Demand for lemons has seen only a slight jump compared to the increasing demand for oranges.
“There’s a bit of a spike in demand for lemons. But with navel oranges for example, the movement is up 250 percent on typical volume. Lemons have seen only a slight uptick,” says Michael Chavez of Golden Star Citrus in Woodlake, Ca. The movement of oranges is of course tied to the COVID-19 virus—not only are oranges touted as a strong source of Vitamin C used to fight against colds and flues, but oranges also store for long periods of time which make them a solid choice for shoppers looking to make as few trips to the grocery store as possible.
“COVID has everyone shell shocked. A lot of the buying procurement is also happening in work-from- home offices so it’s just slowed the pace of things,” says Chavez. “That’s been a challenge across the board.”
Demand has also changed in the other direction. “Foodservice is a concern for demand until we get past this virus.
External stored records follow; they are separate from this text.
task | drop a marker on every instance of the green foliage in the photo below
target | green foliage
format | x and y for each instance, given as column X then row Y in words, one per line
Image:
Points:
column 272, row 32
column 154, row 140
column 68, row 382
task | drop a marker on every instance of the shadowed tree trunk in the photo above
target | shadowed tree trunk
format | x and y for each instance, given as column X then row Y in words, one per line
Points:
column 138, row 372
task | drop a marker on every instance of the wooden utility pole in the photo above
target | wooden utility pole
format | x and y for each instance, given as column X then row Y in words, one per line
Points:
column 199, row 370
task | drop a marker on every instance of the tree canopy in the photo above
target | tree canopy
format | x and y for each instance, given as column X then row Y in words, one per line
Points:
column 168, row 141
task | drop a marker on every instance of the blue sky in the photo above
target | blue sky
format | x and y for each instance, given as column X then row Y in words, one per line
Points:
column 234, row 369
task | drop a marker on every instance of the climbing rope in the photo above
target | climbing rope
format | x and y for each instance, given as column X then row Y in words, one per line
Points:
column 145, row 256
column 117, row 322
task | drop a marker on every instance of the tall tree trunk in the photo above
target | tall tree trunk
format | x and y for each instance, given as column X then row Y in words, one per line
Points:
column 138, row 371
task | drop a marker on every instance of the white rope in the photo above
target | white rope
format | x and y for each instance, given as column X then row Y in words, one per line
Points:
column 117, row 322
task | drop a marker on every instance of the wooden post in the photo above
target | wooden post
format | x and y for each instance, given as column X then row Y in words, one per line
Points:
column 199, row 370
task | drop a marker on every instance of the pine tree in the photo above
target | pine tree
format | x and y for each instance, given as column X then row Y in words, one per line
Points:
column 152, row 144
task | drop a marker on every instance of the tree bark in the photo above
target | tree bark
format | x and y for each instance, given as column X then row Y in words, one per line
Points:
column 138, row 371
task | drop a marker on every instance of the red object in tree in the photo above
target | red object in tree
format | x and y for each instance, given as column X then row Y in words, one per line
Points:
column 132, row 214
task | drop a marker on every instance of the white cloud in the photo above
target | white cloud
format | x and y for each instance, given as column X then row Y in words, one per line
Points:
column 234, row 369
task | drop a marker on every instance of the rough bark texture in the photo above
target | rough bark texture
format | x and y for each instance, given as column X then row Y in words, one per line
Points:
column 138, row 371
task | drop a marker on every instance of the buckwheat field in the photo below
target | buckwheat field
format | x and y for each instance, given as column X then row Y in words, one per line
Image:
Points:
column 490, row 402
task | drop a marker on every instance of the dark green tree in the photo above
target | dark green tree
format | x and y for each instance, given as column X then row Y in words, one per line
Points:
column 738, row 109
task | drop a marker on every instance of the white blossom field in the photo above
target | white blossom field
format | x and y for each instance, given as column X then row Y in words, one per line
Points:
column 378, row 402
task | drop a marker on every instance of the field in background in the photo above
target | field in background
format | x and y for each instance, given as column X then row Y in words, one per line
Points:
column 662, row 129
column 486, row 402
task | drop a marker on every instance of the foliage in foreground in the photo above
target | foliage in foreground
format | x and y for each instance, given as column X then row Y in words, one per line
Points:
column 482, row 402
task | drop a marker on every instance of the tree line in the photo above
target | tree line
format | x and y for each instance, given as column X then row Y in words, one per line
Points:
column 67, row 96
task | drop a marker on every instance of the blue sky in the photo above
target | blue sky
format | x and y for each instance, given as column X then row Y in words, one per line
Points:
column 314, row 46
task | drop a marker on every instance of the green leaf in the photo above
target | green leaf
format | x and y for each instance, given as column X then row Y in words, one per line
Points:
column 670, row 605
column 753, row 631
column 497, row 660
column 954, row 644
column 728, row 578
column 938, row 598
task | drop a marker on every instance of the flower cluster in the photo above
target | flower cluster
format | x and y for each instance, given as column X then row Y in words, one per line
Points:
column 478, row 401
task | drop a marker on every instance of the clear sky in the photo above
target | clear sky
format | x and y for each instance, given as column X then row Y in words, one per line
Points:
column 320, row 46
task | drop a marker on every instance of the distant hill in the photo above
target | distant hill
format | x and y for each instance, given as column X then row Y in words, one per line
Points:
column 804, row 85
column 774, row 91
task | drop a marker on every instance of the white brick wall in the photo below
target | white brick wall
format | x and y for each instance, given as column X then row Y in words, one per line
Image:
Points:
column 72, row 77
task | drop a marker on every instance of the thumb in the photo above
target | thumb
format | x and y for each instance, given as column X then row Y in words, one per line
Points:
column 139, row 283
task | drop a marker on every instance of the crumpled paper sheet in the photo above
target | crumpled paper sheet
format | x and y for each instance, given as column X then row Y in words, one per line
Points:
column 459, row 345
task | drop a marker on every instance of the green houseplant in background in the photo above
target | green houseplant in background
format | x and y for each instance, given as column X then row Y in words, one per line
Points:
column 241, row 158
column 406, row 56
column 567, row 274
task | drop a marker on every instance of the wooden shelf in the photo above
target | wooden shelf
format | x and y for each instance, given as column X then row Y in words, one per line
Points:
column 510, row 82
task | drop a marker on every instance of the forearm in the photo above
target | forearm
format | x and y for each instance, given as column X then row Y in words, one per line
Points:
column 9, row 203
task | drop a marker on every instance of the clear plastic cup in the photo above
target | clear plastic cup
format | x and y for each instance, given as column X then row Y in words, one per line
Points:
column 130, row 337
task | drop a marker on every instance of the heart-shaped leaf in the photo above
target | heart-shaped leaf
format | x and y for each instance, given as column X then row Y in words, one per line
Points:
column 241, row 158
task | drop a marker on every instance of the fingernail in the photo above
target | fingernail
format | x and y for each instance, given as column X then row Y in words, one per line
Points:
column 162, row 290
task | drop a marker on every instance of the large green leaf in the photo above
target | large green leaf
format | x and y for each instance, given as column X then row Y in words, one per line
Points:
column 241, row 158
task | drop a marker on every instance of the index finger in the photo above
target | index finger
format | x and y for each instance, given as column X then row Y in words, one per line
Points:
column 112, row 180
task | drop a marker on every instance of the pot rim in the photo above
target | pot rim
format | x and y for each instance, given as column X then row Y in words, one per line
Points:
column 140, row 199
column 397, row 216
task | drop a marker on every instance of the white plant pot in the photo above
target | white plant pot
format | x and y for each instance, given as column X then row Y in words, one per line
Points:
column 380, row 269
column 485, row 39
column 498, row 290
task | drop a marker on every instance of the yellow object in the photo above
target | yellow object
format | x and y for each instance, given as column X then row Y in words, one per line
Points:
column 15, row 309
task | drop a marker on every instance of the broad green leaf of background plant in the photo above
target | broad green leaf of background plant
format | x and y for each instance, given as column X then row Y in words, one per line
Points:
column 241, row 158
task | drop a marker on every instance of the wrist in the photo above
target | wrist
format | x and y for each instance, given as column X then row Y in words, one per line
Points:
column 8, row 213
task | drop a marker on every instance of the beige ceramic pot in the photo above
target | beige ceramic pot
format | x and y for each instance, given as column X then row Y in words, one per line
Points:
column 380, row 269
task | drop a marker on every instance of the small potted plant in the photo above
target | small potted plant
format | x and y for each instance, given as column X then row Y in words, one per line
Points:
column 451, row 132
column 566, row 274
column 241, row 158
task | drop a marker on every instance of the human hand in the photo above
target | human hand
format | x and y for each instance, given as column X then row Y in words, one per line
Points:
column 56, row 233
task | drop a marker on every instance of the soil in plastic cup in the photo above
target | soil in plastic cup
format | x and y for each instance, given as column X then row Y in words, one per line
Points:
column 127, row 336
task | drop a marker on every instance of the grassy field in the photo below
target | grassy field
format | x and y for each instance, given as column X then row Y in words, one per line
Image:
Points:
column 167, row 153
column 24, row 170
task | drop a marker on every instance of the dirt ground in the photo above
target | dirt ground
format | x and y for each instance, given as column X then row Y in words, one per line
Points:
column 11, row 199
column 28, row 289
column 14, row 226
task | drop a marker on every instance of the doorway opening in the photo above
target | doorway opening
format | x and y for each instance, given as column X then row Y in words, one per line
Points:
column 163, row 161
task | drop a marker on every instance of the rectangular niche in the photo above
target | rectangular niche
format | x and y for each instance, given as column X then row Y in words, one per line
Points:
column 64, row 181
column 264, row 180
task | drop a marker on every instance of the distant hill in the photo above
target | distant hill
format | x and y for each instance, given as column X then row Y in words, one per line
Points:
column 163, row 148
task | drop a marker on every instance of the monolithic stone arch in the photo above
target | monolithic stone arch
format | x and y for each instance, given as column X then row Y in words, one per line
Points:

With restaurants closed, some smaller sizes such as the 165s and smaller, are a big concern that will remain a concern until the country opens back up with full-service restaurants, schools, bars, etc.,” adds Chavez.
Lemons look steady
As for domestic supplies of fruit, good quality fruit is still in production and supplies are steady. “I think we’re going to go through a good chunk of citrus in general. But lemons will hang tight,” says Chavez.
Domestic sizing remains in the medium and larger sizes. “We’ve seen sporadic tight supplies on 200, 235s and 165s,” says Chavez. “But with foodservice being out or extremely slowed down, we’ve seen demand on the smaller foodservice sizes basically vanish. There’s hardly any business to be had there.”
Pricing in fact has strengthened on those medium and larger sizes. “I think it was in conjunction with moving more oranges. They’re also moving a bit more lemons,” says Chavez. “But I haven’t seen the markets drive up as much as they have on orange pricing.”
On the Choice side, medium and larger sizes are in the high teens while medium and larger Fancy grade lemons have been in the high teens to low $20s. “A lot of the cheap fruit that was out there disappeared in the mid to low teens,” says Chavez.
The import picture
Looking ahead to import season, Chavez says he doesn’t see a supply gap coming at all between domestic and imports from South American countries such as Argentina and Chile. “There are some South African lemons on the water now and those will hit the U.S. in a few weeks,” says Chavez.
While Golden Star starts with Chilean imports mid to late-May, Chavez says that overall volumes look good. “My Chilean growers say they’ve got comparable volumes to last year on lemons,” says Chavez. “Sizing looks similar to last year, trending towards the medium sizes versus the larger sizes. We saw more of the larger sized-fruit last season so the sizing structure should be slightly smaller.”
That said, Chile may get some rain before then. “That would increase sizing down the road and may delay picking and harvest just the same way it does out here in California,” says Chavez.